News Column

Child Sex Abuse Victims Blacklist Candidates for Pope

March 6, 2013

A U.S. group representing alleged victims of child sex abuse by clergy on Wednesday released a blacklist of cardinals it said were unfit to be elected to lead the Catholic Church.

"We urge the College of Cardinals to elect none of these twelve as the next pope.
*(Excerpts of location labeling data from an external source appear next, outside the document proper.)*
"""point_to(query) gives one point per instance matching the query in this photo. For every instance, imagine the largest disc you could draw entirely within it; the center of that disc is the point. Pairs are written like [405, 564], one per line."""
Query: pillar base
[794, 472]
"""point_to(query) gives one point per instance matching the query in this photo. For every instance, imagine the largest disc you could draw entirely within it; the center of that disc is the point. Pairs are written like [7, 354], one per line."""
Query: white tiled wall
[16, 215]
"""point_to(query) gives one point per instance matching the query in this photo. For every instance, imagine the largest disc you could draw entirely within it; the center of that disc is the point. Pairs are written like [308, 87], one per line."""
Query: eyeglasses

And we urge them to stop pretending the crisis has abated," the Survivors Network of those Abused by Priests (SNAP) said.

The group accused those it blacklisted of having connived with so-called paedophile priests worldwide, failing to take effective action against them or downplaying the extent of the child sex abuse when details emerged.
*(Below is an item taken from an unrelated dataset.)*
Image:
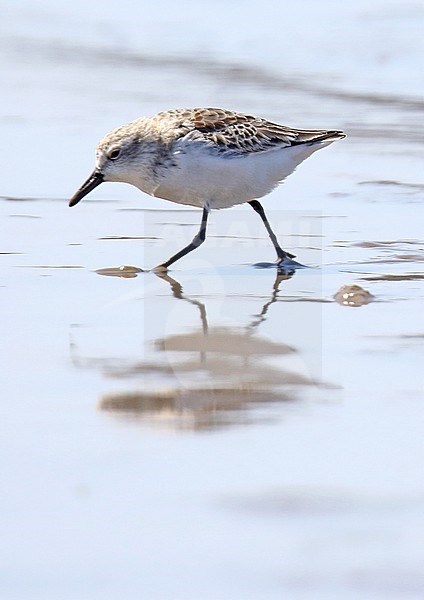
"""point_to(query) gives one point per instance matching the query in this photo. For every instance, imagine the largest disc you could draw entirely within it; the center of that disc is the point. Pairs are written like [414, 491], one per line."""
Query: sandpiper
[205, 157]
SNAP named its "dirty dozen" as: Oscar Andres Rodriguez Maradiaga (Honduras), Norberto Rivera (Mexico), Marc Ouellet (Canada), Peter Turkson (Ghana), George Pell (Australia), Tarcisio Bertone and Angelo Scola (Italy), Leonardo Sandri (Argentina), Dominik Duka (Czech Republic) and Sean Patrick O'Malley, Timothy Dolan and Donald Wuerl (United States).

The group raised allegations of wrongdoing against each of them.

Dolan, the archbishop of New York, the group said had not confronted priests accused of child sex abuse, but paid them 20,000 dollars to leave the diocese quietly.

Vatican spokesman Father Federico Lombardi, responding to the SNAP statement, said it was not up to the group to pass judgement on Catholic prelates.

"I think it is up to the cardinals themselves to judge who is apt and who is not apt, without asking for advice from SNAP," Lombardi said.

Over the past decade, there have been numerous revelations of child sex abuse committed by Catholic priests in Europe and North merica. Several US dioceses have been bankrupted by settlement payments to victims.

SNAP said the scandal have yet to surface in Africa, Asia and South America and predicted that "the worst is almost certainly ahead."